I attended the Women's Internet Marketing Summit this weekend put on by the Women's ECommerce Association International. There was lots of great stuff, but by far the highlight was the heated discussion about ethics in blogging. The "Harnessing the Blogosphere" panel featured several top women bloggers.
The key question was - is it ok to get paid to blog and what do you need to disclose.
the overwhelming response was - keep it authentic and true. If you absolutely must do a blog that is paid for by an advertiser - you must be incredible explicit and offer full disclosure.
One of the panelists writes a blog that is sponsored by an advertiser. She gets paid to write the blog. But she is very specific and up front about her relationship with the advertiser.
I still sensed some squirming. This is a subject these women are really really passionate about. Authenticity and transparency in blogging is something many bloggers, including myself, hold sacred. I'll just say, from the panel discussion, it's a really really sensitive subject.
Women and Word of Mouth - Bad
payperpost.com is a website that pays people to blog. More specifically - they pay you to write about their advertisers' products.
Here's what they say on their site:
Get Paid for Blogging.

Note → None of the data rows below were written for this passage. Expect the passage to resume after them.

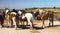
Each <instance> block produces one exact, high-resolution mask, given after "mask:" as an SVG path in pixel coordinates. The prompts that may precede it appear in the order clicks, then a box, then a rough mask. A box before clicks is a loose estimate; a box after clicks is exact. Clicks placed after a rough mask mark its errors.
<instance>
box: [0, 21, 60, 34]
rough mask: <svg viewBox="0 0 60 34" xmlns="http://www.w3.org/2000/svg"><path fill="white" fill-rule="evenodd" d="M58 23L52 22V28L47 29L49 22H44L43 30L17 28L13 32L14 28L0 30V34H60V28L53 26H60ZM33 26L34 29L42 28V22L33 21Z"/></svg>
mask: <svg viewBox="0 0 60 34" xmlns="http://www.w3.org/2000/svg"><path fill="white" fill-rule="evenodd" d="M59 22H60V21H54V27H47V26H48V24H49V21H48V20H46V21H45V28H44V29H35V28H34V29H33V30H30V29H21V28H18V29H17V30H15V29H14V28H2V29H1V28H0V34H60V26H55V25H60V23H59ZM34 24H35V25H34V26H36V27H41V26H42V21H38V20H35V21H34Z"/></svg>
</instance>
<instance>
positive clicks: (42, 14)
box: [0, 8, 53, 29]
mask: <svg viewBox="0 0 60 34" xmlns="http://www.w3.org/2000/svg"><path fill="white" fill-rule="evenodd" d="M34 19H40V20H42V21H43V23H42V24H43V25H42V27H43V28H44V21H45V20H46V19H49V21H50V23H52V26H53V12H52V11H48V12H45V11H43V10H39V9H36V10H34V11H33V12H32V13H27V12H25V11H24V10H22V11H21V10H15V9H13V10H12V11H10V10H9V9H8V8H6V9H5V11H3V12H2V11H0V26H1V27H3V26H4V25H3V24H4V20H6V23H7V24H11V25H10V27H12V26H13V24H14V25H15V29H17V27H18V26H19V21H20V22H21V25H24V22H26V25H28V24H29V25H30V28H33V27H34V25H33V20H34ZM50 23H49V26H50Z"/></svg>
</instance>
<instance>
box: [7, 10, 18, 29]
mask: <svg viewBox="0 0 60 34" xmlns="http://www.w3.org/2000/svg"><path fill="white" fill-rule="evenodd" d="M6 16H7V17H6V18H7V20H9V22H8V24H9V23H10V21H11V25H10V27H12V25H13V24H14V25H15V29H17V27H18V26H17V23H18V20H17V13H16V12H15V9H13V10H12V11H10V12H9V10H8V9H7V10H6Z"/></svg>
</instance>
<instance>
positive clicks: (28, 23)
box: [18, 11, 33, 28]
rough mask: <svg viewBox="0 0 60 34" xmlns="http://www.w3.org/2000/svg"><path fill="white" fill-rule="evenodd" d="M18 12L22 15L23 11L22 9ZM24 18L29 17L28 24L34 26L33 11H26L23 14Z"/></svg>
mask: <svg viewBox="0 0 60 34" xmlns="http://www.w3.org/2000/svg"><path fill="white" fill-rule="evenodd" d="M18 14H19V15H21V14H22V12H21V11H18ZM24 18H27V22H28V24H29V25H30V28H32V27H33V15H32V14H31V13H25V14H24V15H23V16H22V20H23V19H24Z"/></svg>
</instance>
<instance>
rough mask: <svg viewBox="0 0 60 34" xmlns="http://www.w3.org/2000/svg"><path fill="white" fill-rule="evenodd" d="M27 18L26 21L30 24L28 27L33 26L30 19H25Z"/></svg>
mask: <svg viewBox="0 0 60 34" xmlns="http://www.w3.org/2000/svg"><path fill="white" fill-rule="evenodd" d="M27 20H28V23H29V24H30V28H33V25H32V23H31V21H30V19H27Z"/></svg>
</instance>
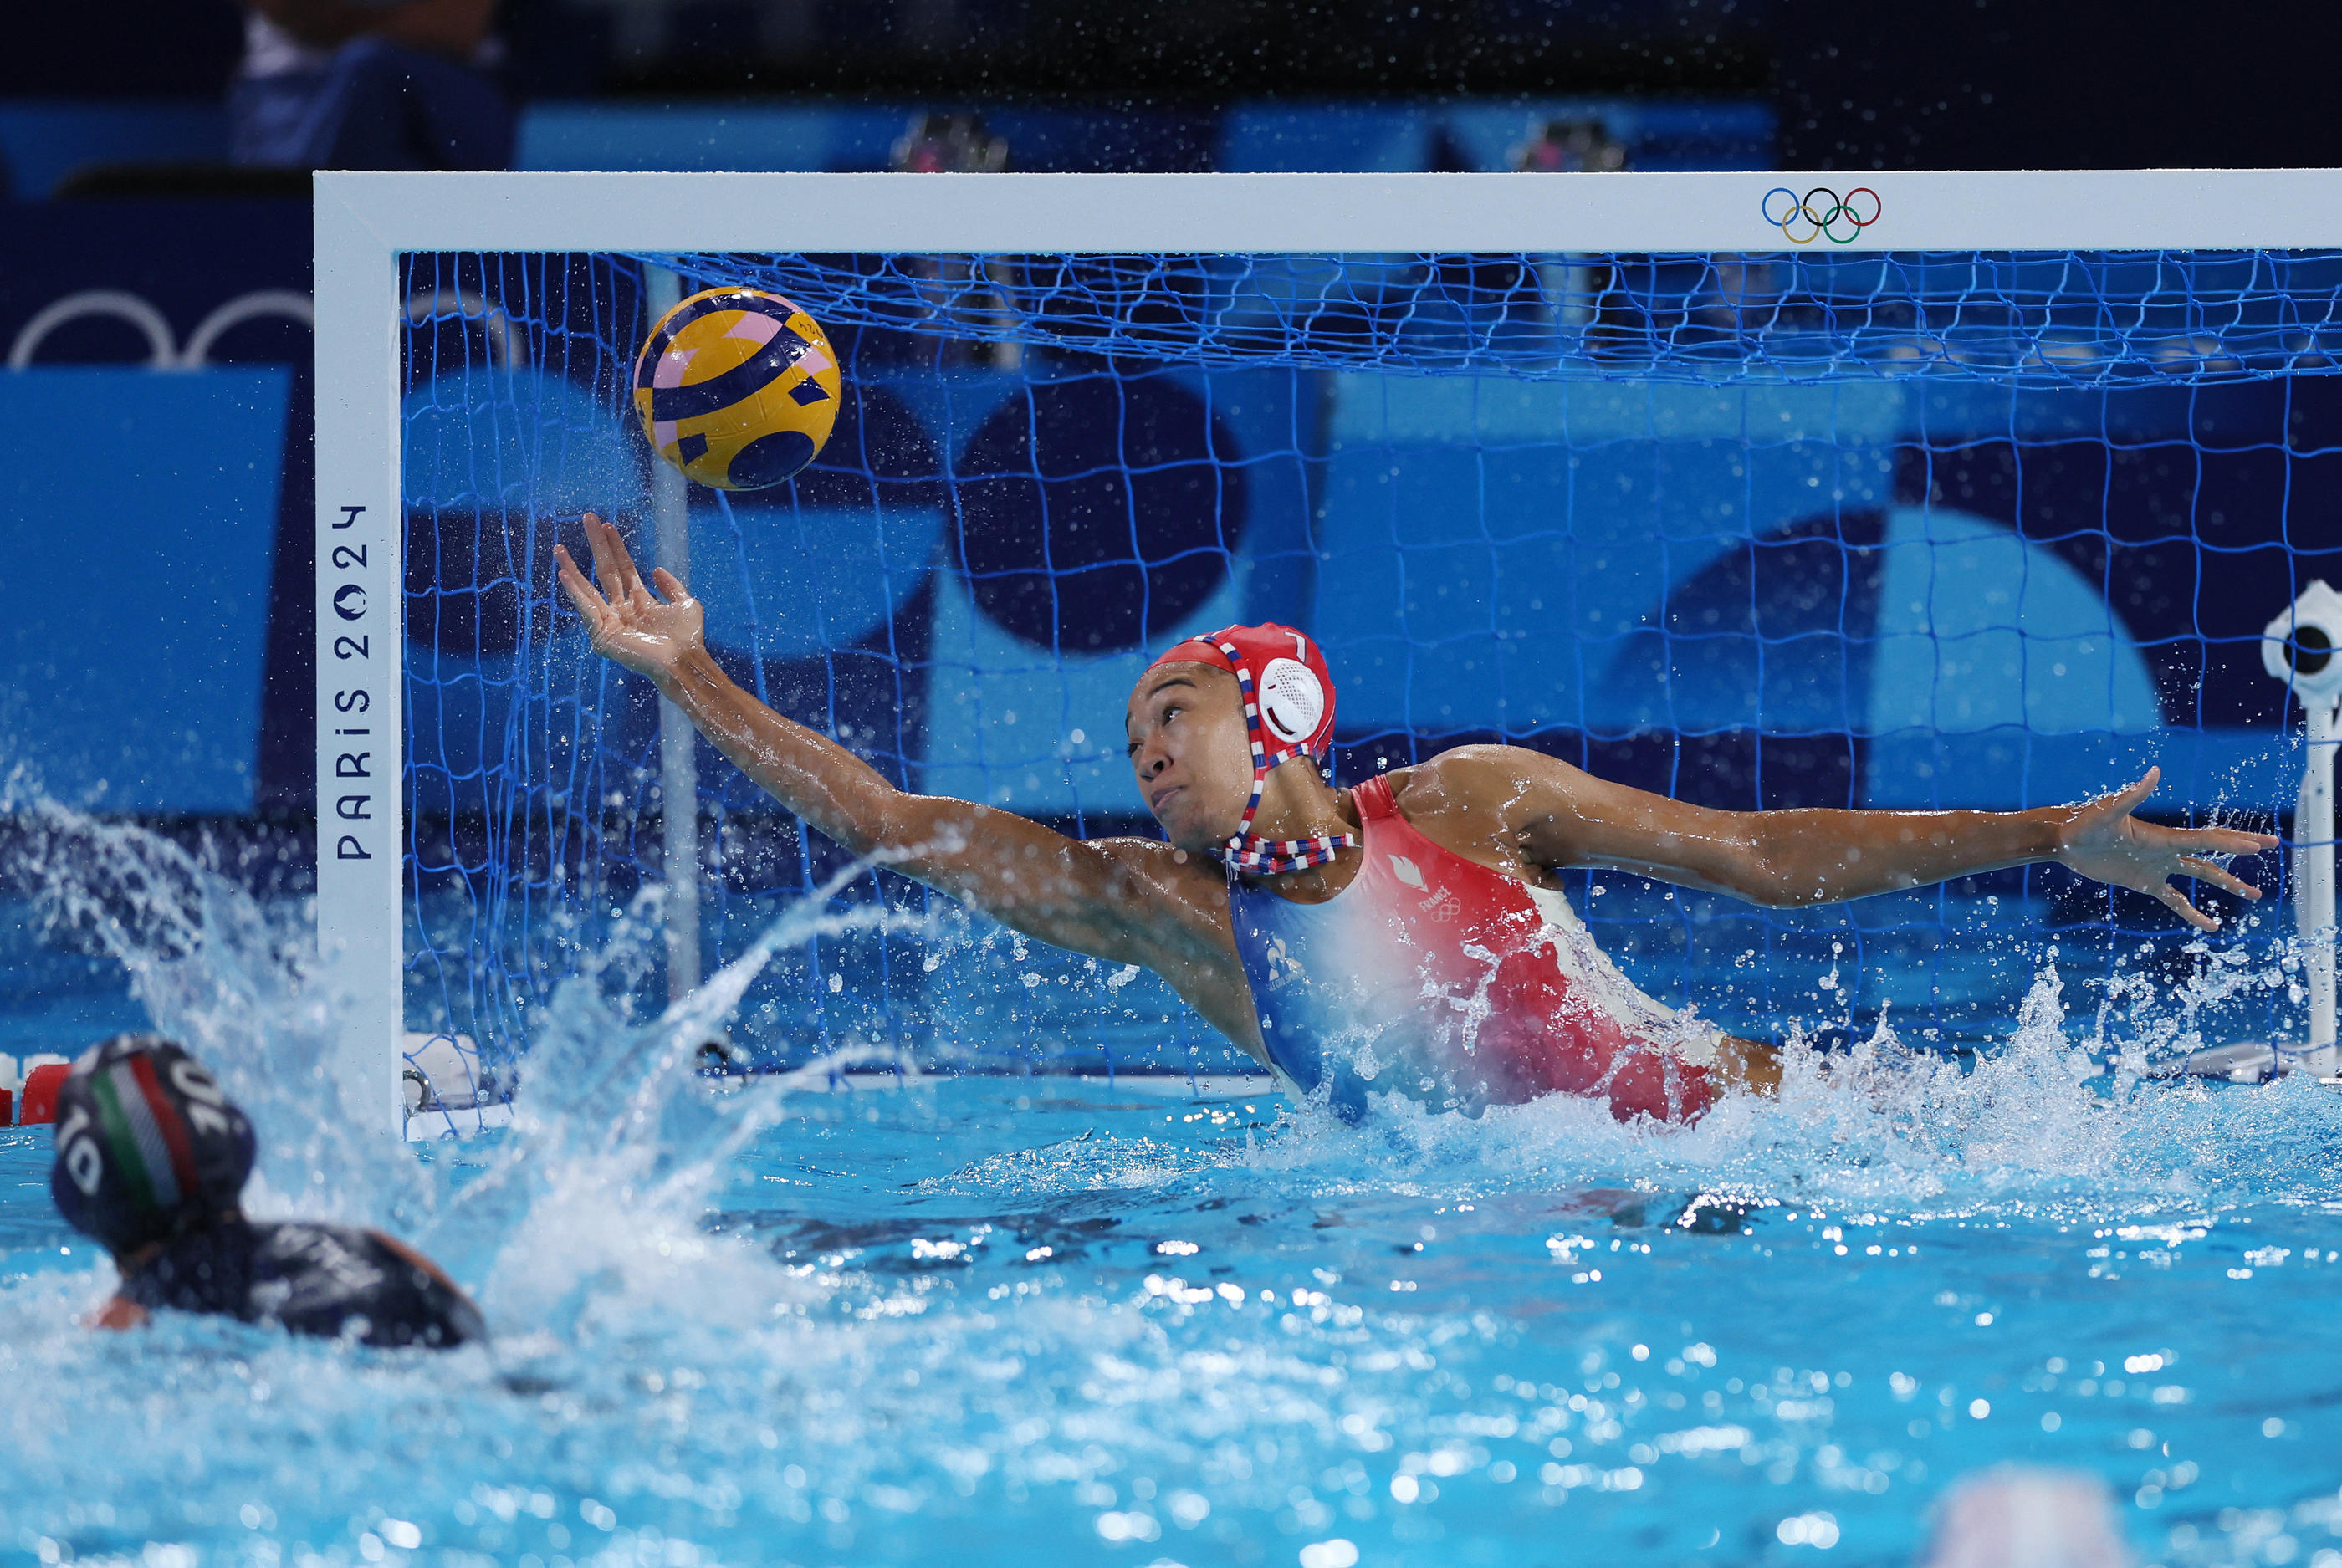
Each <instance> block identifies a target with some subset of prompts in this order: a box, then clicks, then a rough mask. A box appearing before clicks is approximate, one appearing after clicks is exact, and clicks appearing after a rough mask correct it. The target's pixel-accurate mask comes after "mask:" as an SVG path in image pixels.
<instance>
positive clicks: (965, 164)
mask: <svg viewBox="0 0 2342 1568" xmlns="http://www.w3.org/2000/svg"><path fill="white" fill-rule="evenodd" d="M1007 166H1009V143H1007V138H1002V136H993V133H991V131H986V129H984V115H934V112H930V115H918V117H913V119H911V129H909V131H904V133H902V136H899V138H897V140H895V157H892V159H890V169H895V171H899V173H1000V171H1002V169H1007Z"/></svg>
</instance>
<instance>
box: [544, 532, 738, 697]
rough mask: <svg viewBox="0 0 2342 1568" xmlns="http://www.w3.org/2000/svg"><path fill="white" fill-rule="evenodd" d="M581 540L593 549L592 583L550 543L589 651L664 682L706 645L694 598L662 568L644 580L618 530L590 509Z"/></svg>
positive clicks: (654, 572)
mask: <svg viewBox="0 0 2342 1568" xmlns="http://www.w3.org/2000/svg"><path fill="white" fill-rule="evenodd" d="M586 543H588V545H590V548H593V576H595V580H593V583H590V580H586V573H583V571H578V564H576V559H571V555H569V550H564V548H562V545H553V562H555V571H557V576H560V583H562V592H567V594H569V604H574V606H576V611H578V620H583V623H586V634H588V637H590V639H593V651H595V653H600V655H604V658H611V660H618V662H621V665H625V667H628V669H632V672H637V674H646V676H651V679H653V681H658V683H665V681H670V679H672V676H674V672H677V667H679V665H682V662H684V660H686V658H691V655H693V653H700V651H703V648H705V646H707V632H705V615H703V613H700V601H698V599H693V597H691V592H689V590H684V585H682V583H679V580H677V578H674V573H670V571H667V569H663V566H660V569H653V571H651V583H644V580H642V573H639V571H635V557H632V555H628V552H625V541H621V538H618V529H614V527H611V524H607V522H602V520H600V517H595V515H593V513H586ZM595 583H600V587H595ZM653 587H656V590H658V592H651V590H653ZM604 594H607V597H604Z"/></svg>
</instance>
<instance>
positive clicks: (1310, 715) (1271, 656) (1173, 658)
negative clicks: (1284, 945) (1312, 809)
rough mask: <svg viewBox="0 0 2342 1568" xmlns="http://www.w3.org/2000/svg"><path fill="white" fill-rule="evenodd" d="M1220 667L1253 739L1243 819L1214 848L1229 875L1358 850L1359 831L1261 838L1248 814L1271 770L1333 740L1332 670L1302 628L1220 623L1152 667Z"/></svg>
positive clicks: (1315, 755) (1167, 653)
mask: <svg viewBox="0 0 2342 1568" xmlns="http://www.w3.org/2000/svg"><path fill="white" fill-rule="evenodd" d="M1157 665H1220V667H1223V669H1232V672H1234V674H1237V690H1239V693H1241V695H1244V733H1246V737H1248V740H1251V742H1253V798H1251V800H1246V805H1244V821H1241V824H1237V831H1234V835H1230V840H1227V843H1225V845H1223V847H1220V850H1218V854H1220V859H1223V861H1225V864H1227V873H1230V875H1237V871H1239V868H1244V871H1267V873H1276V871H1302V868H1304V866H1323V864H1328V861H1330V859H1333V857H1335V850H1356V847H1358V835H1356V833H1321V835H1316V838H1260V835H1258V833H1253V817H1258V814H1260V791H1262V786H1265V784H1267V777H1269V768H1274V765H1276V763H1286V761H1290V758H1295V756H1302V758H1309V761H1312V763H1314V761H1316V758H1321V756H1326V747H1330V744H1333V672H1328V669H1326V655H1323V653H1319V646H1316V644H1314V641H1309V639H1307V637H1304V634H1302V632H1295V630H1293V627H1281V625H1276V623H1274V620H1269V623H1265V625H1258V627H1220V630H1218V632H1213V634H1211V637H1190V639H1187V641H1183V644H1173V646H1171V648H1169V651H1166V653H1164V655H1162V658H1159V660H1155V665H1148V669H1155V667H1157Z"/></svg>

You've been writing about Web sites, products, services and companies you love for years and you have yet to benefit from all the sales and traffic you have helped generate. That's about to change. With PayPerPost advertisers are willing to pay you for your opinion on various topics.
But what if you have a negative opinion? Will they pay you for that? In an Ad Age article about payperpost.com - they say this:
a "Postie" (PayPerPost's term for its 6,000 bloggers) can't criticize the product, in this case. The tone required by the opp is neutral.
Payperpost.com is working on "disclosure" issues - but - I don't know about you, but this whole thing creeps me out.